64Individuelle, in der Person des Antragstellers liegende besondere Gründe, die im Falle der Rückkehr nach Rumänien als Asylbewerber oder der Zuerkennung internationalen Schutzes hinsichtlich der dann zu erwartenden Lebensverhältnisse auf eine beachtliche Wahrscheinlichkeit einer Verletzung von Art. 4 EU-Grundrechtecharta bzw. Art. 3 EMRK schließen lassen, liegen jedenfalls nicht vor. Bei dem Antragsteller handelt es sich um einen erwerbsfähigen jungen Mann. Entscheidungserhebliche Beeinträchtigungen seiner Leistungsfähigkeit hat er nicht geltend gemacht.

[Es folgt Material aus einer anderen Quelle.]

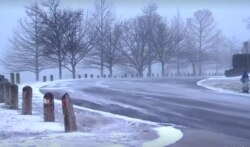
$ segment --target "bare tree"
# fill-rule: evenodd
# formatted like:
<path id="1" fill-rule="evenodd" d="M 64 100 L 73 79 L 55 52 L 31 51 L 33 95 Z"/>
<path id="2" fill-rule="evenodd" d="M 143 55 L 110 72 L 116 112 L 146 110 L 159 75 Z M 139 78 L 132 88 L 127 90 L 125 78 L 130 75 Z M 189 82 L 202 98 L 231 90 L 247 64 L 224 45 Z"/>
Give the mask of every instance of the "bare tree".
<path id="1" fill-rule="evenodd" d="M 147 26 L 145 17 L 138 16 L 125 22 L 122 30 L 122 55 L 128 66 L 136 69 L 140 77 L 148 67 L 150 55 L 147 46 Z"/>
<path id="2" fill-rule="evenodd" d="M 175 34 L 171 25 L 166 22 L 158 23 L 154 30 L 154 39 L 152 40 L 158 61 L 161 63 L 161 74 L 165 74 L 166 63 L 176 55 Z"/>
<path id="3" fill-rule="evenodd" d="M 50 68 L 47 59 L 43 56 L 43 48 L 39 42 L 41 33 L 41 18 L 38 16 L 40 9 L 38 3 L 26 9 L 26 18 L 20 20 L 20 28 L 10 40 L 10 48 L 3 59 L 4 65 L 11 71 L 30 71 L 35 73 L 39 81 L 39 73 Z"/>
<path id="4" fill-rule="evenodd" d="M 196 44 L 193 41 L 193 34 L 187 34 L 185 37 L 186 45 L 182 51 L 185 59 L 192 65 L 192 74 L 197 75 L 197 64 L 199 62 L 199 51 L 196 49 Z"/>
<path id="5" fill-rule="evenodd" d="M 211 52 L 211 59 L 215 63 L 215 73 L 219 73 L 219 69 L 224 62 L 227 52 L 224 50 L 225 37 L 222 35 L 221 31 L 217 31 L 215 35 L 215 40 L 213 44 L 213 49 Z"/>
<path id="6" fill-rule="evenodd" d="M 76 66 L 89 55 L 93 49 L 93 30 L 87 12 L 84 16 L 82 10 L 67 10 L 69 27 L 65 33 L 64 46 L 67 50 L 64 67 L 72 72 L 76 78 Z"/>
<path id="7" fill-rule="evenodd" d="M 111 25 L 113 23 L 113 16 L 111 12 L 111 2 L 108 0 L 96 0 L 95 2 L 95 12 L 93 15 L 94 18 L 94 26 L 95 26 L 95 50 L 96 50 L 96 57 L 99 58 L 99 62 L 92 61 L 93 64 L 100 66 L 101 77 L 103 77 L 104 71 L 104 54 L 108 52 L 105 48 L 105 41 L 107 39 L 107 34 Z"/>
<path id="8" fill-rule="evenodd" d="M 113 76 L 113 67 L 121 62 L 121 28 L 120 24 L 115 24 L 107 34 L 105 41 L 104 66 L 109 70 L 109 75 Z"/>
<path id="9" fill-rule="evenodd" d="M 250 30 L 250 17 L 244 20 L 246 23 L 247 28 Z"/>
<path id="10" fill-rule="evenodd" d="M 161 17 L 157 14 L 158 6 L 156 3 L 149 3 L 147 6 L 145 6 L 142 11 L 144 13 L 143 17 L 145 17 L 145 24 L 146 24 L 146 31 L 148 33 L 147 35 L 147 46 L 149 49 L 149 62 L 148 65 L 148 73 L 147 76 L 152 75 L 152 69 L 151 66 L 153 64 L 153 61 L 156 59 L 155 57 L 155 46 L 152 44 L 153 38 L 153 32 L 155 29 L 155 26 L 157 23 L 159 23 Z"/>
<path id="11" fill-rule="evenodd" d="M 182 51 L 186 45 L 185 42 L 185 24 L 181 19 L 179 10 L 177 11 L 176 16 L 172 20 L 172 28 L 174 31 L 174 47 L 176 52 L 176 62 L 177 62 L 177 74 L 180 75 L 180 62 L 183 59 Z"/>
<path id="12" fill-rule="evenodd" d="M 207 57 L 206 52 L 211 49 L 216 35 L 212 12 L 208 9 L 196 11 L 193 18 L 187 19 L 187 27 L 188 33 L 193 34 L 195 48 L 198 50 L 198 69 L 199 75 L 201 75 L 203 63 Z"/>
<path id="13" fill-rule="evenodd" d="M 67 11 L 60 8 L 59 0 L 46 0 L 42 2 L 42 9 L 30 8 L 39 14 L 42 19 L 42 31 L 40 42 L 43 45 L 43 53 L 51 61 L 58 64 L 59 79 L 62 79 L 62 67 L 65 60 L 65 33 L 69 27 Z"/>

65Gegen die Rechtmäßigkeit der Abschiebungsanordnung bestehen auch im Übrigen keine Bedenken, so dass die Abschiebung des Antragstellers nach Rumänien gemäß § 34a Abs. 1 Satz 1 AsylG durchgeführt werden kann.
66Einer Überstellung des Antragstellers nach Rumänien stehen nach derzeitigem Kenntnisstand auch weder zielstaatsbezogene noch inlandsbezogene Abschiebungsverbote entgegen.
67Individuelle, außergewöhnliche humanitäre Gründe, die trotz der Zuständigkeit Rumäniens eine Verpflichtung der Antragsgegnerin begründen könnten, von ihrem Selbsteintrittsrecht aus Art. 17 Abs. 1 Unterabsatz 1 Dublin III-Verordnung Gebrauch zu machen, liegen ebenfalls nicht vor.
68Im Übrigen wird zur Vermeidung von Wiederholungen auf die Begründung des in der Hauptsache angefochtenen Bescheides ergänzend Bezug genommen (vgl. § 77 Abs. 3 AsylG analog).
69Die Kostenentscheidung folgt aus § 154 Abs. 1 VwGO, § 83b AsylG.
70Dieser Beschluss ist unanfechtbar (§ 80 AsylG).